2) If a + b = 1, one of the numbers a, b negative, other positive then
1 = |a + b| ≤ |a| + |b|, the left side
(a + 1/a)² + (b + 1/b)² = |a + 1/a|² + |b +1/b|²
can become even greater than in case 1), so the inequality holds also.
2007-12-07 00:18:39 · answer #1 · answered by Duke 7 · 1⤊ 0⤋
Let a = -1 and b = 2 then
a + b = 1 and
(a+1/a)^2+(b+1/b)^2 = 9/4 which is less than 25/2 = 50/4
So it is not true.
Edit: Thanks for showing the error of my ways Raistlin.

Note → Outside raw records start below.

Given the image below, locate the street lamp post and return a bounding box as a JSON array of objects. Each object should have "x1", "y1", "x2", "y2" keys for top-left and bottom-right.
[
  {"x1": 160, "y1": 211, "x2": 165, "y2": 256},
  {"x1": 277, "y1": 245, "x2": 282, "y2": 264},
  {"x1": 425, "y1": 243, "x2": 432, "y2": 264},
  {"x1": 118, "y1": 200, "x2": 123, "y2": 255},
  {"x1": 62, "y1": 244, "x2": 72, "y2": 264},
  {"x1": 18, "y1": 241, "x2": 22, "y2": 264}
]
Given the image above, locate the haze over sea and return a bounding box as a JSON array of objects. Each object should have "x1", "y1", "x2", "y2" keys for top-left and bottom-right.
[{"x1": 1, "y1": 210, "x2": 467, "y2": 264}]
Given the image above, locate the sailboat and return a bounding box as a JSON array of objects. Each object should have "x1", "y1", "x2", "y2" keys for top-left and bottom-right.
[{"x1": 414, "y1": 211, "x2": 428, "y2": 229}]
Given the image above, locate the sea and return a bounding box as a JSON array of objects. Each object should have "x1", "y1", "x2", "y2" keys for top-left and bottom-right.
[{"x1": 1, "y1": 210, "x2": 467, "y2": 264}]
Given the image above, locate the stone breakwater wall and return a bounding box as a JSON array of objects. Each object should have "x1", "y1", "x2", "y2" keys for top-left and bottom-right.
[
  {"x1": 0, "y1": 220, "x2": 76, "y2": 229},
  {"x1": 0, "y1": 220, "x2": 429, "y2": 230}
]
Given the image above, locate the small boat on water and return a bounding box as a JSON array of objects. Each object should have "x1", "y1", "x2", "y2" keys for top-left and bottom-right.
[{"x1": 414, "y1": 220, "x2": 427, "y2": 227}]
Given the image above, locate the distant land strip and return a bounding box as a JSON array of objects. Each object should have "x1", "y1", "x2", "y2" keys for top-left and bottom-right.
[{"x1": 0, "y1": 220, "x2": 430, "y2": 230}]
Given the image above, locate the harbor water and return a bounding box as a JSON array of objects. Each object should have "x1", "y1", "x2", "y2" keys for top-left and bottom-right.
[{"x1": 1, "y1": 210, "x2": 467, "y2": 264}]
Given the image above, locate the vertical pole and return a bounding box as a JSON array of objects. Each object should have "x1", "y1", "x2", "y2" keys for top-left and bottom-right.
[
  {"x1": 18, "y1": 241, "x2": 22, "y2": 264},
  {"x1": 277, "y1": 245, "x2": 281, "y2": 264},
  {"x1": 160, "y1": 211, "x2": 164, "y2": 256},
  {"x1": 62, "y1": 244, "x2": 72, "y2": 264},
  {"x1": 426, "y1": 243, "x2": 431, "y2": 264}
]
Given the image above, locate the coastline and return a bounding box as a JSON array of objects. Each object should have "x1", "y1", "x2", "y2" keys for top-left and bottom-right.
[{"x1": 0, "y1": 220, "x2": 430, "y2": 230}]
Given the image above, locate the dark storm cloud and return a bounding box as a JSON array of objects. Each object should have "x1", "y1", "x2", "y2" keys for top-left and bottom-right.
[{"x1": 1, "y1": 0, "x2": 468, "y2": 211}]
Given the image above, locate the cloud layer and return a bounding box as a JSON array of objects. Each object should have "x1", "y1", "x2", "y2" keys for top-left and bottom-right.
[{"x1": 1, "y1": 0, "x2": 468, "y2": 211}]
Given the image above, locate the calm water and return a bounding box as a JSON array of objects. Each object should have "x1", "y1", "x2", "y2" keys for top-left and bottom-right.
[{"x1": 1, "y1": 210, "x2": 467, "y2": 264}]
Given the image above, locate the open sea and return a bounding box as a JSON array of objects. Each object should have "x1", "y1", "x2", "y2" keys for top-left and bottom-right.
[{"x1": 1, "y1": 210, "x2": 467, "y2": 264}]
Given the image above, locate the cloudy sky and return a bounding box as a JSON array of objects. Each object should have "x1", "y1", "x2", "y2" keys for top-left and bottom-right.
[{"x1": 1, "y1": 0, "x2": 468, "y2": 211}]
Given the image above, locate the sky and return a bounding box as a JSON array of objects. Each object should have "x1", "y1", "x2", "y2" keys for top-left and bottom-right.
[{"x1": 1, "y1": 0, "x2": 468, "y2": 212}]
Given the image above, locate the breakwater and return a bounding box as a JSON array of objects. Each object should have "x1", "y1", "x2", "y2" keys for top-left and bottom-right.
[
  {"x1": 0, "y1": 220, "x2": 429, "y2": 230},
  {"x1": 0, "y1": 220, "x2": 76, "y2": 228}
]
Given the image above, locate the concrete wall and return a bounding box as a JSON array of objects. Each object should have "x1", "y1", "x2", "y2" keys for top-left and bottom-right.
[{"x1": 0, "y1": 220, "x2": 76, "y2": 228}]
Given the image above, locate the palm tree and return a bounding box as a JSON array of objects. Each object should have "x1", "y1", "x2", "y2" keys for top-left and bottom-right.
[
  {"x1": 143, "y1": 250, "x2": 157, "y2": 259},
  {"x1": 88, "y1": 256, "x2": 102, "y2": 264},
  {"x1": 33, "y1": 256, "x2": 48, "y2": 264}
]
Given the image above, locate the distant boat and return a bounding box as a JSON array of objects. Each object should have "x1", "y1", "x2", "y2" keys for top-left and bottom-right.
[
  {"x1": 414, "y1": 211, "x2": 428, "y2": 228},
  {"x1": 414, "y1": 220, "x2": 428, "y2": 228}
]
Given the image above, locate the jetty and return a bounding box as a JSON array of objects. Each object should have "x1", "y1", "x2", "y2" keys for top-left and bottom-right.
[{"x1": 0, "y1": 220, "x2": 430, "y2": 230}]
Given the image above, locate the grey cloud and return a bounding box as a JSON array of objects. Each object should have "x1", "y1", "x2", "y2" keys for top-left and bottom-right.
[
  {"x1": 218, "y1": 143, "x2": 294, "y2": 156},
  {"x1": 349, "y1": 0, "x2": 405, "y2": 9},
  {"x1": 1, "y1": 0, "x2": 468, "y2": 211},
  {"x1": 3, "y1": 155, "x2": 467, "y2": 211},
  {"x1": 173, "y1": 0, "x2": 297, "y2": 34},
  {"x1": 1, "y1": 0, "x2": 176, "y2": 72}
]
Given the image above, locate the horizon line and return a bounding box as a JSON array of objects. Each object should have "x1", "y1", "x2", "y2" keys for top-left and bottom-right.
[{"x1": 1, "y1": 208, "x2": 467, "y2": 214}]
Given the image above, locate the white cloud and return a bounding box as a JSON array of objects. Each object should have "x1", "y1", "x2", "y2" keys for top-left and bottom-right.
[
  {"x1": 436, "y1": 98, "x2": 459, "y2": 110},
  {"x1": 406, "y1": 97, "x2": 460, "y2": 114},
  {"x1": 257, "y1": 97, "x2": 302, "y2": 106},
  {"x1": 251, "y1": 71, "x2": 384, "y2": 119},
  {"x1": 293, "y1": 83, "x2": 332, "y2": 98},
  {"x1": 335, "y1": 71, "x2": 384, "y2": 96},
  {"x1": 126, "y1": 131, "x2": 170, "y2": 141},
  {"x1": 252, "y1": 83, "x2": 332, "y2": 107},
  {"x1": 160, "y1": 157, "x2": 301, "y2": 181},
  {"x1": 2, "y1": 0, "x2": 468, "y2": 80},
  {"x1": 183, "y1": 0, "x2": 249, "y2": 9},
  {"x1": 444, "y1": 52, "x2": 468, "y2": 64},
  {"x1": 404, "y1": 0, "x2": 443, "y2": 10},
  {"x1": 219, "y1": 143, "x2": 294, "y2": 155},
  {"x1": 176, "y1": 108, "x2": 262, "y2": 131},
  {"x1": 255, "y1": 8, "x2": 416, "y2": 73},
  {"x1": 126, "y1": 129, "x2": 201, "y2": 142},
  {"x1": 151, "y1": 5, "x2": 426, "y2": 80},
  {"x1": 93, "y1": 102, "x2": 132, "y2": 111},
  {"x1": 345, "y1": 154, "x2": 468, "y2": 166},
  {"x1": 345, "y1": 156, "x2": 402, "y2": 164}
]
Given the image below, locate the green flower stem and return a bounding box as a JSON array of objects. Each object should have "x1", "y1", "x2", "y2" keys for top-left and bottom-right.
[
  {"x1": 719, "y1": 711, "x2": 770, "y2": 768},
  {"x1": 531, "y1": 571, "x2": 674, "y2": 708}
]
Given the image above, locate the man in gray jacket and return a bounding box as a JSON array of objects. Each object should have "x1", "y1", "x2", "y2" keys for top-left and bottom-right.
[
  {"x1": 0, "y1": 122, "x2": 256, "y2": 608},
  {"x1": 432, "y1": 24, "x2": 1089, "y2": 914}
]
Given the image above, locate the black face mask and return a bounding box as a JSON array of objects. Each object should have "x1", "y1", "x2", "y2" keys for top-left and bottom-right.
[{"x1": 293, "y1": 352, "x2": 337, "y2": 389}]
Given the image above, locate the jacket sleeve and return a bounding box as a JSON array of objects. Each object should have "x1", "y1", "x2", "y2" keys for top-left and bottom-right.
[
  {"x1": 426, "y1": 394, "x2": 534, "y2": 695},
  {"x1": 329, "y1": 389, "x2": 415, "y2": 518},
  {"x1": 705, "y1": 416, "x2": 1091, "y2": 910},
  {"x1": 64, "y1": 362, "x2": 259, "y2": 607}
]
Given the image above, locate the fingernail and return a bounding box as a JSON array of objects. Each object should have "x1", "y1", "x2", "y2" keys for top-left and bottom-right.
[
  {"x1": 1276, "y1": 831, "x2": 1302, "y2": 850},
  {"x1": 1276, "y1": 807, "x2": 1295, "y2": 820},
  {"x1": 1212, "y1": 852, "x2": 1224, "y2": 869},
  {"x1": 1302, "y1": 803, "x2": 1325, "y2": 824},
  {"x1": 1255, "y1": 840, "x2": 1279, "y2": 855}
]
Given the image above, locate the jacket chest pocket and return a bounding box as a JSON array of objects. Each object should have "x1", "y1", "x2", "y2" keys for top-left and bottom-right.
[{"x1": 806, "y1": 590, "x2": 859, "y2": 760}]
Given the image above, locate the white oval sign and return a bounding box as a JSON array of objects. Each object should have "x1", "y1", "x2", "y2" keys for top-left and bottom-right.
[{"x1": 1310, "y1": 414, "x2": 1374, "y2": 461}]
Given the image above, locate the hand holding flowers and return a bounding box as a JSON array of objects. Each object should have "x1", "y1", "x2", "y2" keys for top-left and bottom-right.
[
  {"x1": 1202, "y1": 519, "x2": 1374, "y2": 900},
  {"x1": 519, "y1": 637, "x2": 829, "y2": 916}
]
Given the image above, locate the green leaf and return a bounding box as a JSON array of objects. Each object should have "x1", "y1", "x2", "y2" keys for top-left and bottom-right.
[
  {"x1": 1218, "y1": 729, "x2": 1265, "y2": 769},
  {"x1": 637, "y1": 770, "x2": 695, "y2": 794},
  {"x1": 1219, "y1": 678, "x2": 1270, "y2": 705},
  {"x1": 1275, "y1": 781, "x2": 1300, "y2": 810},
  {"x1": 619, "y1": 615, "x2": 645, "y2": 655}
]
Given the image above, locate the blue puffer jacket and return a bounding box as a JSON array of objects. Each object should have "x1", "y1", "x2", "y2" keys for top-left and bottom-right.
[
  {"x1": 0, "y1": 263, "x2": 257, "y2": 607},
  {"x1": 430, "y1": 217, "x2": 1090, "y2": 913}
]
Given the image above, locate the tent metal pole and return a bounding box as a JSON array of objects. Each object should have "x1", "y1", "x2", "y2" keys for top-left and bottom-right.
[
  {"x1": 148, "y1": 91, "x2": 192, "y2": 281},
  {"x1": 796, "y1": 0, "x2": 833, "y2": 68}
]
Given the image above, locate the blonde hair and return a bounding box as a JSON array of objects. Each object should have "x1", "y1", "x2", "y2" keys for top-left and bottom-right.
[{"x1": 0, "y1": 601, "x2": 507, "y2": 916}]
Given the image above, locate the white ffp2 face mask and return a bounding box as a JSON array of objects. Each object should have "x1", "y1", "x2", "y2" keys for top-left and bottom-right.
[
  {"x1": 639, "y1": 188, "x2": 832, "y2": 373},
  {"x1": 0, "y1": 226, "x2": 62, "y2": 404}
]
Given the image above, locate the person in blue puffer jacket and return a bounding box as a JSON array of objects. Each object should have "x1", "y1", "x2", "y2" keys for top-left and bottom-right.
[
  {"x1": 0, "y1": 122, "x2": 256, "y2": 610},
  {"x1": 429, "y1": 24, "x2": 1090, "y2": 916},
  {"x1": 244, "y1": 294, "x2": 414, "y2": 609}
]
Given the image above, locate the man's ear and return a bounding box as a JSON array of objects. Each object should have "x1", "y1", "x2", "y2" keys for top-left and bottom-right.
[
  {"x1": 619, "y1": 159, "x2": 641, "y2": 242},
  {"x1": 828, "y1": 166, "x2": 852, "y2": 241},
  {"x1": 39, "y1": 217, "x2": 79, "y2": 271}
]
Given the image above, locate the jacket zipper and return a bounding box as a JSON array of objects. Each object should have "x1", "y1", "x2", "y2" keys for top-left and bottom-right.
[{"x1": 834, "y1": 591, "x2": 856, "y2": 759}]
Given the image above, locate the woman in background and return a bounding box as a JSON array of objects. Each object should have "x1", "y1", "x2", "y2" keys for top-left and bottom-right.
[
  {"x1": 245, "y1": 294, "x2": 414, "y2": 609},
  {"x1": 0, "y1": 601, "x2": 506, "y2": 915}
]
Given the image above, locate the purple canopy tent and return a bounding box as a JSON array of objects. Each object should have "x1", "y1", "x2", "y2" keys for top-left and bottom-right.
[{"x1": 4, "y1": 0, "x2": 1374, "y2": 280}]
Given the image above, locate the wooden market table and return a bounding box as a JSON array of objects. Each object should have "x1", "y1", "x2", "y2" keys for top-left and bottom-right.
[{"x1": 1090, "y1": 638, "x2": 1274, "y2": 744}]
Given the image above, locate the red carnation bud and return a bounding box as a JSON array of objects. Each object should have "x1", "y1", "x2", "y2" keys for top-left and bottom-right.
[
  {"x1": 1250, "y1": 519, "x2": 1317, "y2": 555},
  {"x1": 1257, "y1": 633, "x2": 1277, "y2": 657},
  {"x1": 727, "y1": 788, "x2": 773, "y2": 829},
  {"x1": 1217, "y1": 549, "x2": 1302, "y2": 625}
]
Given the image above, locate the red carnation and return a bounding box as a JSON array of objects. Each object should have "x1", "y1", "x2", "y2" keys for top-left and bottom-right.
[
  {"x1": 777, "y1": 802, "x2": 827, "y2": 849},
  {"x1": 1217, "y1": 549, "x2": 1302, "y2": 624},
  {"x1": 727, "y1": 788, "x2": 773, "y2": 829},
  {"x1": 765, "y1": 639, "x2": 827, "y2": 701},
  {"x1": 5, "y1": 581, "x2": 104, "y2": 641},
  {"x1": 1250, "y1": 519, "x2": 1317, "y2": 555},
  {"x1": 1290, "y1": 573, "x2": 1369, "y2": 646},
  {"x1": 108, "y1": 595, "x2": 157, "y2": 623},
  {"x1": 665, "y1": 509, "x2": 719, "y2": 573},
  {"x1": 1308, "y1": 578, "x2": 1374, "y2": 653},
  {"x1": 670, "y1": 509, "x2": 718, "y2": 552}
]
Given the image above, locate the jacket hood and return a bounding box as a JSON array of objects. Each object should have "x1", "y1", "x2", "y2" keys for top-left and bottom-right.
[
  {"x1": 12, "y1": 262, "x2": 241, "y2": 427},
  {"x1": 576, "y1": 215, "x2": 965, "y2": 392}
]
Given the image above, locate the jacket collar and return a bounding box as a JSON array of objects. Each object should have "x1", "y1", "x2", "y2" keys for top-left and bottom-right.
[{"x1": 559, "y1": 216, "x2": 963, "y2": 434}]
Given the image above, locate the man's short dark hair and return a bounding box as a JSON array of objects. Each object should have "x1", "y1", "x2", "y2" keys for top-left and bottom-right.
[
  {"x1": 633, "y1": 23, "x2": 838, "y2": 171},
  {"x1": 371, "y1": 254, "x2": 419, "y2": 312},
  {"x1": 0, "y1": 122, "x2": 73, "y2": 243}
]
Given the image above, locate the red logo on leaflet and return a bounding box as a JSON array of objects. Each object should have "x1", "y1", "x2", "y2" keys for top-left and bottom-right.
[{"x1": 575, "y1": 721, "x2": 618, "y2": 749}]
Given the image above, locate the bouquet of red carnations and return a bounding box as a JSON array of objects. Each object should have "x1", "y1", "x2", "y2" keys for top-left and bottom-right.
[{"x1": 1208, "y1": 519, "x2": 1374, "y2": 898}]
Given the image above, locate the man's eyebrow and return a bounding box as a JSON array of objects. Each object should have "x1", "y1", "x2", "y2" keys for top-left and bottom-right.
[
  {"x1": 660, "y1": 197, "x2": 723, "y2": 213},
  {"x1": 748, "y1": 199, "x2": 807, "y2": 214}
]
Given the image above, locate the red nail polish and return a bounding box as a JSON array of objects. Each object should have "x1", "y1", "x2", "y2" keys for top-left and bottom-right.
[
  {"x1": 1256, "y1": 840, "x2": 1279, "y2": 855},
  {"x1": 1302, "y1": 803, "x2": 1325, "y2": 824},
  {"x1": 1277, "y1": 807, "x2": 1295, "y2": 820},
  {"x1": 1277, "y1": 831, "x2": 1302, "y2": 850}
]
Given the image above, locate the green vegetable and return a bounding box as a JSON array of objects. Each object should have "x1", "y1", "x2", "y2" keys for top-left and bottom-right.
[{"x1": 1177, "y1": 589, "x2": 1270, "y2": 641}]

I've been reading too many questions where people forget parentheses and write x+1/a when they mean (x+1)/a. Now I'm beginning to think like them. Scary. But then again maybe that's what the original asker DID mean? :-D
2007-12-07 04:59:22 · answer #2 · answered by Demiurge42 7 · 0⤊ 0⤋
I have the answer in the last 2 paragraphs you may skip to there if you don't want to see my trial and error...
How about a=3 and b= -2
So that makes:
((3)+1/(3))^2 + ((-2)+1/(-2))^2 > 12.5
(4/3)(4/3) + (-1/-2)(-1/-2) >12.5
(4/3)(4/3) + (1/2)(1/2) >12.5
16/9 + 1/4 <12.5
64/36 + 9/36 = 73/36
2+1/36 is NOT greater than 25/2
Ok.... what about a=100 and b= -99
So we have:
(101/100)(101/100) + (98/99)(98/99)
10201/10000 + 9604/9801
1060200001/980100000
1 + 80100001/980100000 is NOT Greater than 25/2
Ok... what about a=1 and b=0
So we have:
(2/1)(2/1) + (1/0)(1/0)
Doesn't work...
Ok... what about a = 2 and b= -1
So we have:
(3/2)(3/2) + (0/-1)(0/-1)
Doesn't work either...
What about a = .5 and b = .5
So we have:
(1.5/.5)(1.5/.5) + (1.5/.5)(1.5/.5)
2.25/.25 + 2.25/.25
4.5/.25 = 18
CLOSER!
a= .05 and b= .95
(1.05/.05)(1.05/.05) + (1.95/.95)(1.95/.05)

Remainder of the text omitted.